Lars Boom briefly places his hand on Vollering’s right shoulder at exactly 2,000 meters altitude. “Well done,” says the FDJ-SUEZ team leader to his leading rider.
Vollering barely registers the comforting gesture. The South Holland rider leans on her bike. With her head down, she tries to catch her breath again. She receives a red towel around her neck and a warming vest from her caregiver. “Close your jacket,” Boom advises. It’s not even 10 degrees at the top of the Col de la Madeleine.
After about five minutes, Vollering has recovered enough to answer five questions. “I don’t really know what my story is today,” she says after a deep sigh. “I didn’t feel as good as I had hoped. I lacked the power. And then cycling is very simple.”
The eighth stage of the Tour was the most important day of this season for Vollering. The course of the queen stage was made for her. On long climbs like the Madeleine (18.6 kilometers at 8.1 percent), she has almost always been the best in recent years. But now she lost more than three minutes to an unleashed Ferrand-Prévot.

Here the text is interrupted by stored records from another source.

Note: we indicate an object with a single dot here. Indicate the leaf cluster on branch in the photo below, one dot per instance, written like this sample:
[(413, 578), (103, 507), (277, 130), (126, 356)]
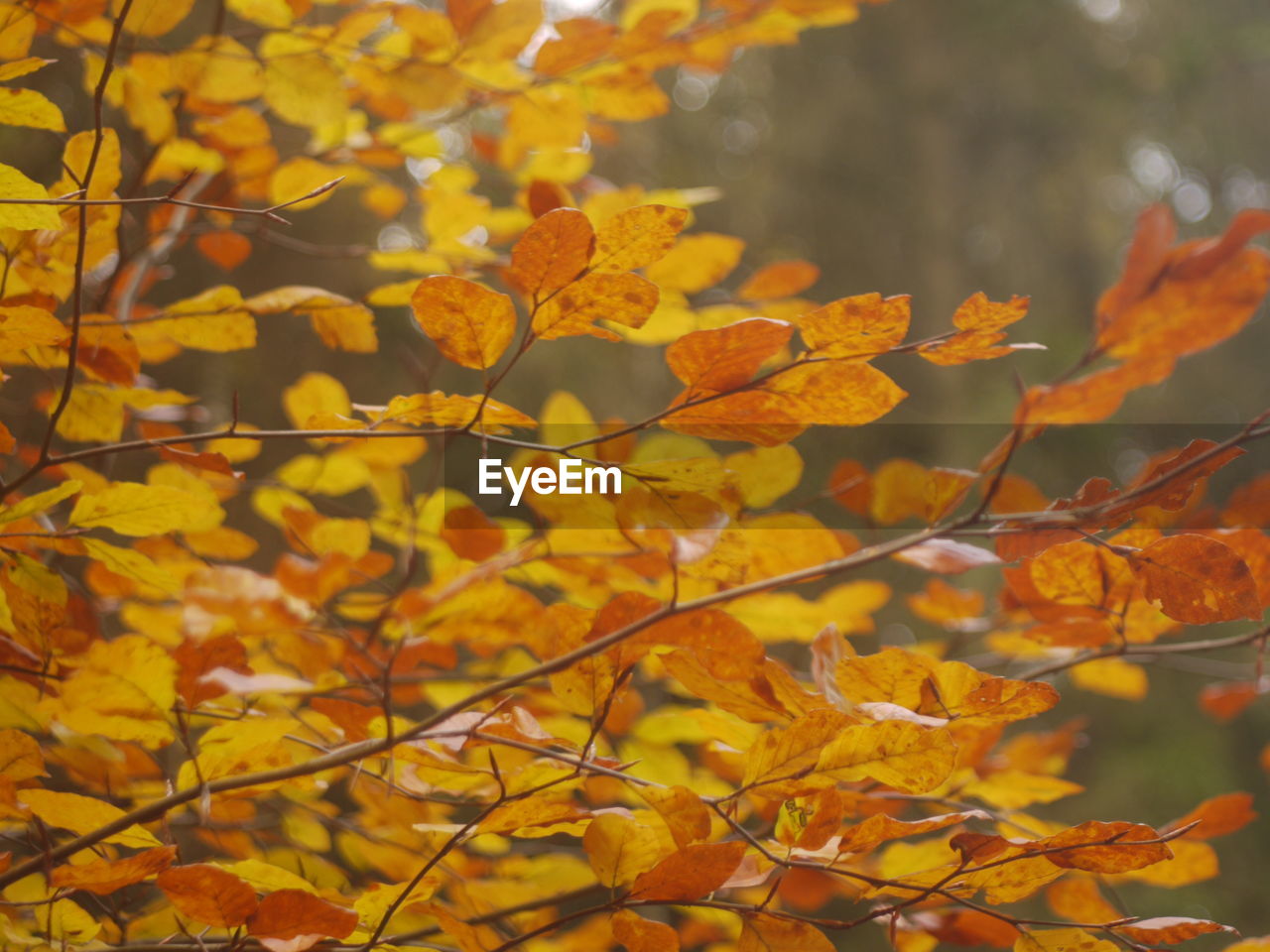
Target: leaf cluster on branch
[(333, 703)]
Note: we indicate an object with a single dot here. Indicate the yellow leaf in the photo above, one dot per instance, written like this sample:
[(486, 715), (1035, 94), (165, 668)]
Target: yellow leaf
[(80, 815), (275, 14), (316, 394), (153, 18), (26, 107), (218, 68), (620, 848), (901, 754), (24, 326), (636, 238), (68, 923), (698, 262), (14, 185), (213, 320), (21, 67), (639, 934), (302, 84), (1112, 676), (19, 757), (136, 509), (1062, 941), (40, 502)]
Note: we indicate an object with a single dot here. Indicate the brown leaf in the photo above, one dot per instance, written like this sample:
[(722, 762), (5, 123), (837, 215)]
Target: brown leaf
[(1198, 580), (1103, 847), (726, 357), (1167, 929), (690, 874), (762, 932), (289, 914), (105, 876), (636, 238), (207, 893), (471, 325)]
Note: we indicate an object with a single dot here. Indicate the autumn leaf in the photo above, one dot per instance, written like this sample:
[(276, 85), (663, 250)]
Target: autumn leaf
[(690, 873), (905, 756), (1197, 579), (619, 848), (468, 324), (136, 509), (80, 814), (636, 238), (17, 188), (290, 914), (763, 932), (208, 895), (1169, 929), (553, 252), (639, 934), (104, 876), (779, 280)]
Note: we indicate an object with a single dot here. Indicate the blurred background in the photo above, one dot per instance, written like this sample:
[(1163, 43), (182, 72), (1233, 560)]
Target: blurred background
[(939, 149)]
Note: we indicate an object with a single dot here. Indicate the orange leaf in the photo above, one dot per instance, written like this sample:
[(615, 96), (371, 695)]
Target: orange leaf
[(625, 298), (105, 876), (1167, 929), (683, 810), (762, 932), (553, 252), (864, 325), (864, 837), (980, 321), (226, 249), (1103, 847), (779, 280), (639, 934), (726, 357), (198, 657), (947, 556), (636, 238), (471, 535), (1080, 901), (1147, 257), (289, 914), (1198, 580), (207, 893), (471, 325), (1216, 816), (690, 874)]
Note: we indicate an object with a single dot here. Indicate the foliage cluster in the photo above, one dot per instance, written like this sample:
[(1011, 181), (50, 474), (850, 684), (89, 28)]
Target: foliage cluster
[(638, 720)]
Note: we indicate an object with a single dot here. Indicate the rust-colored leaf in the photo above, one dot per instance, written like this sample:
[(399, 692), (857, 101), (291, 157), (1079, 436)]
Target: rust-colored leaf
[(636, 238), (471, 325), (1198, 580), (291, 912), (553, 252), (105, 876), (207, 893), (690, 873), (1216, 816), (728, 357), (779, 280)]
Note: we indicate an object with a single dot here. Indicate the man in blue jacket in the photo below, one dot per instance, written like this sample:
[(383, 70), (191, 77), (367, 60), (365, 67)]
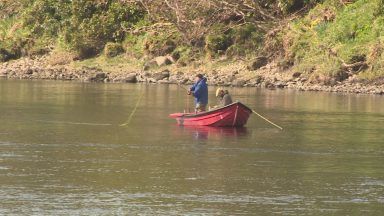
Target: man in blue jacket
[(200, 91)]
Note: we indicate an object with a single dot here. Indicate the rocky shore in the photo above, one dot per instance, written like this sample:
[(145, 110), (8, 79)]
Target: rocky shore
[(266, 76)]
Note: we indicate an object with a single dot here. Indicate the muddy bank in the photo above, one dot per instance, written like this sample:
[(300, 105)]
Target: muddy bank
[(239, 75)]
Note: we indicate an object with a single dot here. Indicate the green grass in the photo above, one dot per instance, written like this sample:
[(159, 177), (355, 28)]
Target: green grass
[(319, 45)]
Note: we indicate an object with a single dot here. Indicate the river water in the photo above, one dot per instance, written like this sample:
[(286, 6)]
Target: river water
[(62, 152)]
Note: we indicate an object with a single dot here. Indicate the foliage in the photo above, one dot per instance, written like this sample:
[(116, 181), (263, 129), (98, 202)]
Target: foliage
[(332, 36)]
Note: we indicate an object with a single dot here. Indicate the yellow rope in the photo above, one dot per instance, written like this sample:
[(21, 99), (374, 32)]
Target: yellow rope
[(267, 120), (134, 109)]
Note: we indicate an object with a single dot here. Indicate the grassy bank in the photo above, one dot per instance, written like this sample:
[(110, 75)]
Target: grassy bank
[(324, 41)]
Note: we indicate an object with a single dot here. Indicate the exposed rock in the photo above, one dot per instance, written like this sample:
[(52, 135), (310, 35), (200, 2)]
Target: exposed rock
[(162, 61), (130, 78), (258, 62), (238, 83), (296, 75), (99, 77), (161, 75)]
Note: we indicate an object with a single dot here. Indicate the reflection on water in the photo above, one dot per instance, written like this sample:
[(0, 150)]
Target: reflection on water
[(62, 152), (218, 133)]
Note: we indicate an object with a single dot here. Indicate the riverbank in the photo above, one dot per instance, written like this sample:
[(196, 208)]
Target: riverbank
[(219, 73)]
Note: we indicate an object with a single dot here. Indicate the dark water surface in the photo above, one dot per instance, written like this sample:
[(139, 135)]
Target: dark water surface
[(62, 152)]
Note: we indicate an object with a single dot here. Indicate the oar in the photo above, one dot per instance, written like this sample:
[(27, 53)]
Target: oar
[(179, 84), (267, 120), (134, 110)]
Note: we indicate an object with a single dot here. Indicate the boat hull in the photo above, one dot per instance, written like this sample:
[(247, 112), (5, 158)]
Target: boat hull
[(233, 115)]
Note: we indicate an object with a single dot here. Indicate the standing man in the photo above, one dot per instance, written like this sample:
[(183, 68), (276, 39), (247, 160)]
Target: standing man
[(200, 91), (224, 98)]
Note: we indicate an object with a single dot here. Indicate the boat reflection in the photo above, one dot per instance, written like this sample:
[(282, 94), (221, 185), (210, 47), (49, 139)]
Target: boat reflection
[(205, 132)]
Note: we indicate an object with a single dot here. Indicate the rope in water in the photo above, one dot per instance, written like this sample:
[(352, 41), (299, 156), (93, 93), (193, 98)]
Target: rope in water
[(267, 120), (134, 109)]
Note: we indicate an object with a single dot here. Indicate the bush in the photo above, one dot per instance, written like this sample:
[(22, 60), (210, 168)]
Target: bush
[(216, 43), (113, 49)]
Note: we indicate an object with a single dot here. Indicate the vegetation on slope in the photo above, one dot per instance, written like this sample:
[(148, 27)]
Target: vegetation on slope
[(326, 40)]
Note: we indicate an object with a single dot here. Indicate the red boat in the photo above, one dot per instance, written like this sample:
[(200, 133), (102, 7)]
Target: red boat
[(233, 115)]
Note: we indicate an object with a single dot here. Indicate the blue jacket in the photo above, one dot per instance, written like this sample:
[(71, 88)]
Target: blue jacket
[(200, 91)]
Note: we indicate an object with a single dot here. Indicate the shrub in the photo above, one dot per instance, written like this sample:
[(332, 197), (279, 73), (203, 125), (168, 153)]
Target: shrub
[(113, 49)]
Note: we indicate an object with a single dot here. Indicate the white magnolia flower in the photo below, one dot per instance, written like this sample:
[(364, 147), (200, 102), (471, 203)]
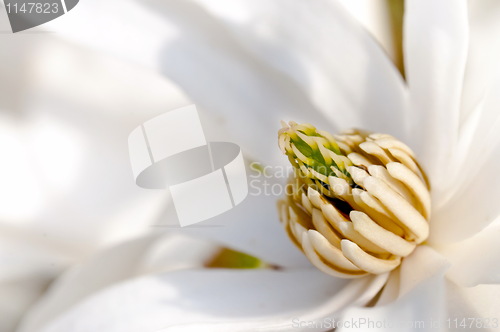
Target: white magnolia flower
[(249, 64)]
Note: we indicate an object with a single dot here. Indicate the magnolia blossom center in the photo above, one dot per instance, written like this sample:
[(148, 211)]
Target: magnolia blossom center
[(358, 202)]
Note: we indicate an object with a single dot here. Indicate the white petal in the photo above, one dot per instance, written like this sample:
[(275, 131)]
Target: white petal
[(28, 264), (435, 48), (475, 260), (241, 300), (182, 41), (374, 15), (253, 226), (472, 207), (484, 49), (143, 255), (480, 302), (480, 119), (325, 53), (417, 310)]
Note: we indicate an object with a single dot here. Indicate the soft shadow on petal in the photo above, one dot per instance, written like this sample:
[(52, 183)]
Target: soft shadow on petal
[(241, 299), (423, 264), (479, 302), (28, 264), (473, 206), (483, 53), (475, 260), (148, 254), (435, 48), (185, 43), (327, 54), (416, 310), (253, 226)]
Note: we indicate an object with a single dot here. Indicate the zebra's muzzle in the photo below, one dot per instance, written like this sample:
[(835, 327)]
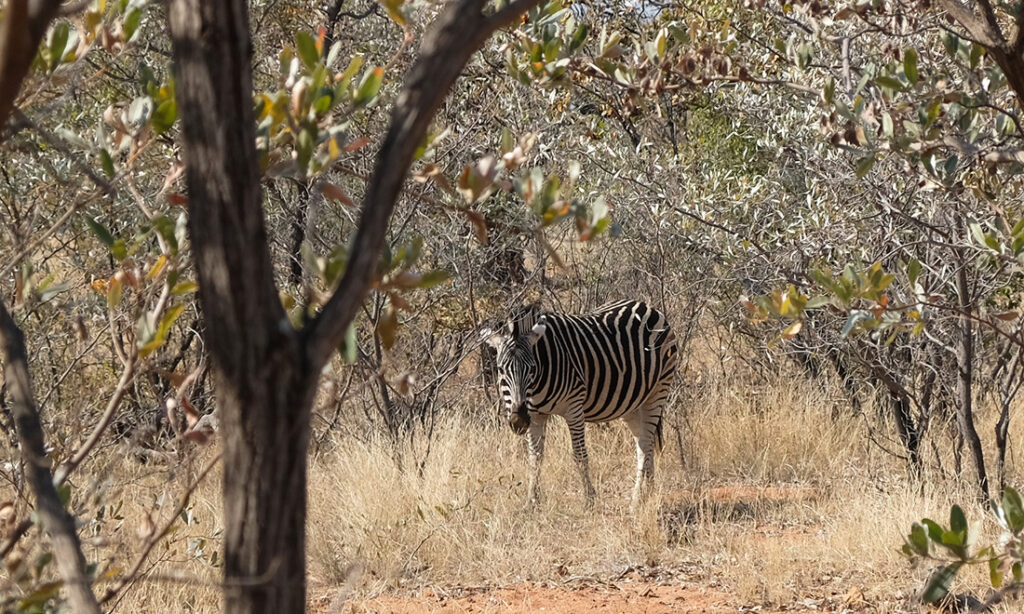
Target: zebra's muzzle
[(519, 422)]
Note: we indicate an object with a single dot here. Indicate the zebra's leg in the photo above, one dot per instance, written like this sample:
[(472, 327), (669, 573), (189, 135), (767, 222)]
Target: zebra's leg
[(643, 425), (578, 432), (535, 439)]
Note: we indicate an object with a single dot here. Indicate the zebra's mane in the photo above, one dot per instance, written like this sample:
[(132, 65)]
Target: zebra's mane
[(523, 319)]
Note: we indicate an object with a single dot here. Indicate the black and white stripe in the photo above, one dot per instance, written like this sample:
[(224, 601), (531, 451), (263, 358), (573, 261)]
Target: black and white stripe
[(615, 362)]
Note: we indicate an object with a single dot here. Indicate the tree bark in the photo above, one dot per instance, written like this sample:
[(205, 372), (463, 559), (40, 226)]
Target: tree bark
[(264, 385), (52, 516), (965, 375), (266, 373)]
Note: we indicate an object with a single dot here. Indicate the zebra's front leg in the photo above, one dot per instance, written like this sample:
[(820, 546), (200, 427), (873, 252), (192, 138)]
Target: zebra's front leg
[(644, 429), (578, 432), (535, 439)]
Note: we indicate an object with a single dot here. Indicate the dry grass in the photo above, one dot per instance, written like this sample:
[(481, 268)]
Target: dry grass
[(769, 495)]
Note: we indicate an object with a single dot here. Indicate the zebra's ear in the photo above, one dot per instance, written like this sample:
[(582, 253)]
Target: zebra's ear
[(537, 333), (491, 338)]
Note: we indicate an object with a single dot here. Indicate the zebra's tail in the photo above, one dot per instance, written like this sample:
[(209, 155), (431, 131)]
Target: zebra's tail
[(658, 438)]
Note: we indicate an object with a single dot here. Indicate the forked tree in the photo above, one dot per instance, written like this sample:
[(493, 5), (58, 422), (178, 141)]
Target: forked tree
[(266, 370)]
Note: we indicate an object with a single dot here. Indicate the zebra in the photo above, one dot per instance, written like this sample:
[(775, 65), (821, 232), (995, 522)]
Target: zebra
[(619, 361)]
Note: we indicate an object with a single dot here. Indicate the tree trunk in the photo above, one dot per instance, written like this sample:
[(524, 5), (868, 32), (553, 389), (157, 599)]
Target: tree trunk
[(52, 516), (264, 385), (266, 371), (965, 376)]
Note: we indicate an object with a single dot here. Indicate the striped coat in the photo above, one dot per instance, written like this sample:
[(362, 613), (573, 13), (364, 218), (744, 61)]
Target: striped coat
[(616, 362)]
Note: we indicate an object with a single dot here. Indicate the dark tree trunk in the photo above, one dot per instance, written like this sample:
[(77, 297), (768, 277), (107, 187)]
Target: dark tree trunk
[(965, 376), (266, 373), (264, 385)]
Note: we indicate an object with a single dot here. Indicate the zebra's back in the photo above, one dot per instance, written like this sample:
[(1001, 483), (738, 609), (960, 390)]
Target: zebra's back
[(609, 362)]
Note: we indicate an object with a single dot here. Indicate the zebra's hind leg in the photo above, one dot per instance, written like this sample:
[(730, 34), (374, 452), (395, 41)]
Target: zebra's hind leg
[(535, 439), (578, 432), (644, 428)]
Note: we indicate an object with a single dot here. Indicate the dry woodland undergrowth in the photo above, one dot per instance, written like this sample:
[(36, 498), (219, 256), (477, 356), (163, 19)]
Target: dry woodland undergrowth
[(770, 497)]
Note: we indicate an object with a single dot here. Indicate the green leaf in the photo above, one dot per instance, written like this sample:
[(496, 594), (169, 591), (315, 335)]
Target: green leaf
[(163, 330), (166, 229), (100, 231), (938, 585), (107, 162), (353, 67), (910, 66), (58, 41), (579, 37), (119, 250), (951, 42), (369, 86), (889, 83), (184, 288), (39, 597), (165, 116), (131, 22), (306, 47), (994, 574), (1013, 510), (957, 521), (387, 326), (918, 539), (816, 302), (913, 270)]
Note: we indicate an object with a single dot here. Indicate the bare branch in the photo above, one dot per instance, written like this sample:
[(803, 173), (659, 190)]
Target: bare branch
[(978, 28), (51, 513)]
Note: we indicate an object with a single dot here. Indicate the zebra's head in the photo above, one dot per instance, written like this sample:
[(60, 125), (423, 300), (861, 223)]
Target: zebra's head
[(517, 363)]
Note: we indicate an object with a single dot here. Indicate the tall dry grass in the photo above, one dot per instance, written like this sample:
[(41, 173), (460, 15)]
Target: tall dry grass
[(766, 490)]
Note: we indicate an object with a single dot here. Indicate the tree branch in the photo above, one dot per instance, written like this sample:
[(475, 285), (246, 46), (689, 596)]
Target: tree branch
[(50, 511), (979, 29), (459, 32)]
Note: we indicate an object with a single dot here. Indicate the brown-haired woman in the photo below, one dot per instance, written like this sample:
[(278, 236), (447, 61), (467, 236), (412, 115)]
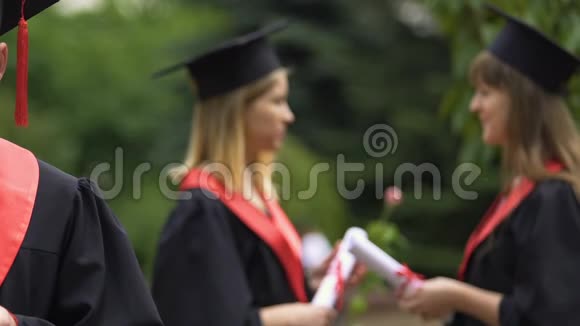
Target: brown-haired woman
[(521, 264)]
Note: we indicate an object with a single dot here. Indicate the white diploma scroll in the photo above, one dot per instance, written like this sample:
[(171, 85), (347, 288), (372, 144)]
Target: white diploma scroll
[(355, 246), (343, 262), (399, 276)]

The Frenchwoman is the new wearer of the yellow jersey thanks to her stage victory. Vollering is third at 3.18 minutes. With one stage to go, a podium finish seems the highest achievable. “I am very disappointed in myself,” says Vollering. She straightens the towel around her neck and zips up her jacket. “But it is what it is.”
Ferrand-Prévot solos to Tour victory
‘Maybe it was a bad day for Demi’
Vollering lost the Tour last year by four seconds to Kasia Niewiadoma. That third edition of the French tour was far from flawless. Vollering crashed in the fifth stage, lost the yellow jersey there and could not always count on the full support of her then team SD Worx.
This season Vollering switched to FDJ-SUEZ. The French team put everything on their Dutch leading rider in this Tour, but again there was a setback for Vollering. She crashed in the third stage, after which a war of words arose between her team and Visma-Lease a Bike, the team of Ferrand-Prévot.
“We will never know if that crash and that fuss have had an impact on today,” says team boss Stephen Delcourt of FDJ-SUEZ. “Maybe it was just a bad day for Demi. Of course, that crash was not easy for Demi. But we have always continued to believe in our leading rider. And in our plan.”
The plan of FDJ-SUEZ in the key stage of the Tour was to send Évita Muzic and Elise Chabbey in the leading group, in the hope that they could help Vollering on the Madeleine.
That only partially succeeded. Muzic stayed more than a minute ahead of Vollering for a long time. In the last 5 kilometers, the Frenchwoman did ensure with a turn at the front that her leading rider reconnected with a group with Niewiadoma, but that was already far behind Ferrand-Prévot. “It didn’t work out as we wanted,” says Chabbey. “But we did try.”
Vollering says afterwards that she was more than satisfied with the support of her team. “I told Évita that she had to keep going, because maybe she could keep turning at the front. Then it would be a shame if she waited for me. In the end, she did wait and brought me to Kasia. I was very happy with that.”
In the final kilometer, Vollering herself rode 23 seconds away from Niewiadoma with a final effort. As a result, she climbed over the Polish rider in the standings, to third place. “That was the only thing I could save, a podium finish. There wasn’t much more in that last kilometer, but it was enough to drop Kasia.”
On Sunday in the final stage, a tough mountain stage to the Châtel ski resort, that will most likely be the battle for Vollering: to retain her podium place. She doesn’t want to think about that yet on top of the cold Col de la Madeleine. “I’m pretty ruined at the moment,” she says. “First recover, then I’ll think about tomorrow.”